A dramaturgia, concebida como uma
atividade que se distingue ao mesmo tempo da escrita e da encenação é, para
Dort, um estado de espírito, uma prática transversal, possível
apenas com a emancipação da representação. Para ele,
“O advento do encenador e a compreensão da representação como lugar
próprio da significação (não como tradução ou consecução de um texto)
constituíram apenas uma primeira fase [de transformações]. Constata-se hoje uma
emancipação progressiva dos elementos da representação e podemos verificar uma
mudança em sua estrutura: a renúncia a uma unidade orgânica prescrita a priori e o reconhecimento
do fato teatral como polifonia significante, aberta ao espectador.” (DORT,
1988, p. 178)
Com
isso, a representação não postula mais uma fusão ou uma união das artes - como pretendiam Richard Wagner (1813-1883) ou
E. Gordon Craig (1872-1966) - e o texto não é mais o centro de gravidade da
criação teatral. Ocorre, portanto, uma relativa independência dos
elementos, a partir de sua equivalência: não só o texto é emissor de
sentido, mas também a luz, o espaço, o cenário, os objetos, o figurino, a
interpretação e tudo o mais. Há um discurso que percorre cada um deles,
paralelamente, o que produz, segundo Dort, um combate pelo sentido, combate em
que o espectador é, no final das contas, juiz:
“Portanto, a questão do texto e da cena
se encontra deslocado. Não se trata mais de saber o que prevalece, o texto ou a
cena. Sua análise, assim como as relações entre os componentes da cena, não
precisa ser pensado em termos de união ou subordinação. É uma competição, uma
contradição que se instaura diante de nós, espectadores. A teatralidade, então,
não é mais tão somente a “espessura de signos” de que falava Roland Barthes.

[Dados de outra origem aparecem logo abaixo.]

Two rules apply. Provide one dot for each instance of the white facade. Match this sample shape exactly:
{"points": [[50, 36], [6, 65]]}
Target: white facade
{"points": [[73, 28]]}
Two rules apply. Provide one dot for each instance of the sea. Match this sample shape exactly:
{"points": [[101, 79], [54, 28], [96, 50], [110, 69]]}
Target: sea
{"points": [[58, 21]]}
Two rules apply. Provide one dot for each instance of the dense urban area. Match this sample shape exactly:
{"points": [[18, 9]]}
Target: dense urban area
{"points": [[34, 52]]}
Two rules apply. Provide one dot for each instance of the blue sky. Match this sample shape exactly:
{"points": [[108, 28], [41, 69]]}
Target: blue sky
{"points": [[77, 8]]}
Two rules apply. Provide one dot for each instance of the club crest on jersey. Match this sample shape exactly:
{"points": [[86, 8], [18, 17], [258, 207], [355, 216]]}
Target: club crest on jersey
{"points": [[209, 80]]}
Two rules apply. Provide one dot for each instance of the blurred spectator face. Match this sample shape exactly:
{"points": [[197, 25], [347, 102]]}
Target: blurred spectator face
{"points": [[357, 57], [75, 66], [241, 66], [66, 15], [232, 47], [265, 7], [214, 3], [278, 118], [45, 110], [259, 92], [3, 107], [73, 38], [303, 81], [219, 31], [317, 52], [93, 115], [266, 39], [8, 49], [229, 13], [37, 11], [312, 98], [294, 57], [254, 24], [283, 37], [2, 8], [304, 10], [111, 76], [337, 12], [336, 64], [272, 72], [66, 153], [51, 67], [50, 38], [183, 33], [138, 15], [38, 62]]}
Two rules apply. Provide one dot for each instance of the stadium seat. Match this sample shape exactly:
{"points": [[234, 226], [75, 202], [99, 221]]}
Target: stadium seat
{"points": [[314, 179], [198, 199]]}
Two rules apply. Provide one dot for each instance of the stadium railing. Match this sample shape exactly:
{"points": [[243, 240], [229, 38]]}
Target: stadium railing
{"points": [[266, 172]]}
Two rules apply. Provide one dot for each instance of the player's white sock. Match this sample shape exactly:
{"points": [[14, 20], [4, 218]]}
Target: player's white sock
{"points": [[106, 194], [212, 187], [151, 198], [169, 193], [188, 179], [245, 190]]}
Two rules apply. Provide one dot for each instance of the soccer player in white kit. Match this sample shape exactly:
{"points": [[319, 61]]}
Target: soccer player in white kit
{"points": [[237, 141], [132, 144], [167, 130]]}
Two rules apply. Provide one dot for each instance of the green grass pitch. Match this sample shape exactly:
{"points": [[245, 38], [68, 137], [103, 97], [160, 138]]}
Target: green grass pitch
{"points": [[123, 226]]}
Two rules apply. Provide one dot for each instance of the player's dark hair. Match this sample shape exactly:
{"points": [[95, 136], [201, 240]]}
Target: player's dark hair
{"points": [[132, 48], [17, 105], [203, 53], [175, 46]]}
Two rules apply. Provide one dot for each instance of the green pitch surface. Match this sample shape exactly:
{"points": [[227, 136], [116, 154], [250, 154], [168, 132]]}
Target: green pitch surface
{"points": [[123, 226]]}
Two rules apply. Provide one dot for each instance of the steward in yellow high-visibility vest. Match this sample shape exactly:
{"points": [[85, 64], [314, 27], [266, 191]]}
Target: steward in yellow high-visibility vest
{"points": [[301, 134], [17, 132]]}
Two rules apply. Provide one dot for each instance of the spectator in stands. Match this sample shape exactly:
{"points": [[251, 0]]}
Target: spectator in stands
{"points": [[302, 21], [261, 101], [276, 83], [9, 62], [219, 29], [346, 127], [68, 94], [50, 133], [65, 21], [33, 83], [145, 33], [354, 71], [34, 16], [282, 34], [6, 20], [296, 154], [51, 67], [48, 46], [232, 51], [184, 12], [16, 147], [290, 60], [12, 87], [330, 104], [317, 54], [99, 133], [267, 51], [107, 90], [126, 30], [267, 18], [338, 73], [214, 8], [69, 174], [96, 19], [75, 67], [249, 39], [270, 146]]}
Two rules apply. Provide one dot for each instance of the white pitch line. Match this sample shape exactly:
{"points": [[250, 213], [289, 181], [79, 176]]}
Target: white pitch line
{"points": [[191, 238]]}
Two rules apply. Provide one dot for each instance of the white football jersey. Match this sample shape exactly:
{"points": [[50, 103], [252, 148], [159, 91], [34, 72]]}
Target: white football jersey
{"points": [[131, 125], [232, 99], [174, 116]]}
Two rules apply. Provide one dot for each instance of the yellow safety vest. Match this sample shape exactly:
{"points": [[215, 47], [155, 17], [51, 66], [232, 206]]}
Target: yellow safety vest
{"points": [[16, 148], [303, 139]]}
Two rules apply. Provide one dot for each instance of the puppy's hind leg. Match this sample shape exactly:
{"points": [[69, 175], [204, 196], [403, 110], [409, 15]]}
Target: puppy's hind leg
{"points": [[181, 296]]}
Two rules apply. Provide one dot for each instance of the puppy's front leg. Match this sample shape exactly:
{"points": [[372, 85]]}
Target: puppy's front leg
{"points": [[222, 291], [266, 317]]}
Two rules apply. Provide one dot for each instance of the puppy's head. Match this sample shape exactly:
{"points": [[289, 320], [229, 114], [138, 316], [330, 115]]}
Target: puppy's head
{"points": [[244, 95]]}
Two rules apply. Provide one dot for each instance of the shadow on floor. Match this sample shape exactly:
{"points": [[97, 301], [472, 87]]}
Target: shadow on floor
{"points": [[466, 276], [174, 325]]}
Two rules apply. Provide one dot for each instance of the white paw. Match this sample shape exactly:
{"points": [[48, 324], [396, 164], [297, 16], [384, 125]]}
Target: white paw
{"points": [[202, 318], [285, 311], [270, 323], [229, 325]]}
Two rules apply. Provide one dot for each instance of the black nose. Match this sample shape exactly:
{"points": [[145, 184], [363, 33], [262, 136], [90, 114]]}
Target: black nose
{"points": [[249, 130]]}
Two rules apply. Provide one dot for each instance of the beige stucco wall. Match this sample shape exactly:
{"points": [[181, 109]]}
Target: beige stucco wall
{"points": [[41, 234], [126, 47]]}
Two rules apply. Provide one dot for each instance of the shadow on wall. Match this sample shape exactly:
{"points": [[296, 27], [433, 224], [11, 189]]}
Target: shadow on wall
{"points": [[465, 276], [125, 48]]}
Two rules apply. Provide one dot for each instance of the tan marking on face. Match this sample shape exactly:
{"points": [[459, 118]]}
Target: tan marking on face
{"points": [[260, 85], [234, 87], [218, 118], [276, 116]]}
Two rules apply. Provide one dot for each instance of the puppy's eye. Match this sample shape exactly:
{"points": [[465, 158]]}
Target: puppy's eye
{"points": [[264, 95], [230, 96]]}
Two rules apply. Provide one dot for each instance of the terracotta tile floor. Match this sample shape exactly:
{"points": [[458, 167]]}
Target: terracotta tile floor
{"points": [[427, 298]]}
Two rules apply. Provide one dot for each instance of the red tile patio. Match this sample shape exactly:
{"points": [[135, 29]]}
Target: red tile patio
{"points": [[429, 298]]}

Ela é também o deslocamento desses signos, sua conjunção impossível, seu
confronto sob o olhar do espectador desta representação [que é] emancipada
[do texto dramático]. (Idem, p. 183)
Ao
retomarmos a proposta de Danan em relação aos dois sentidos básicos da
dramaturgia, verificamos que o sentido 1 estaria do lado do texto, o segundo,
mais amplo, do lado da passagem do texto à cena. No teatro contemporâneo isso
não implica mais numa ordem cronológica, pois a cena pode vir antes do texto
dramático ou de um roteiro de ações. Não implica também numa função específica
do dramaturgo ou do diretor, já que, segundo Dort, “o trabalho dramatúrgico
sobre um texto não é um trabalho para especialista, e sim para todos os
responsáveis pelo espetáculo, donde é necessário um 'estado de espírito
dramatúrgico”, “uma reflexão sobre as virtualidades” (DORT, 1986, p. 8).
O
estado de espírito dramatúrgico vem substituir o “estado de espírito
semiológico”. Este, em vez de estruturar a representação como o confronto dos
signos proposto por Dort, procura constitui-la em um sistema de signos
milimetricamente codificados, que erguem grades de leitura a fim de controlar a
construção do sentido por parte do espectador. (DANAN, 2010, p. 35). A
“reflexão sobre as virtualidades”, ao contrário, permite que os signos se
multipliquem na medida em que cada criador contribui de maneira singular para a
narrativa geral do espetáculo – imbuído que está do estado de espírito
dramatúrgico.
O trabalho de dramaturgia começa antes dos ensaios: na
pesquisa e nas proposições iniciais. Em seguida, pode se dar uma dramaturgia
de palco, em que o dramaturgo ou dramaturgista escreve a partir dos
estímulos propostos pelos demais criadores. Trata-se de “experimentações
cênicas, que o olho do dramaturgo (que difere, nessa atividade, do olho
do encenador tão somente porque não dirige o trabalho e permanece, então, mais
exterior que o 'olhar exterior' daquele) observa, analisa, seleciona, adota,
recusa” e retribui em forma de palavras - faladas e escritas (Idem, p.36). No
caso de um texto já escrito, o trabalho da equipe consiste em analisar,
comparar versões anteriores do texto e de encenações, pesquisar autor e época,
a recepção quando da primeira exibição/edição, por exemplo.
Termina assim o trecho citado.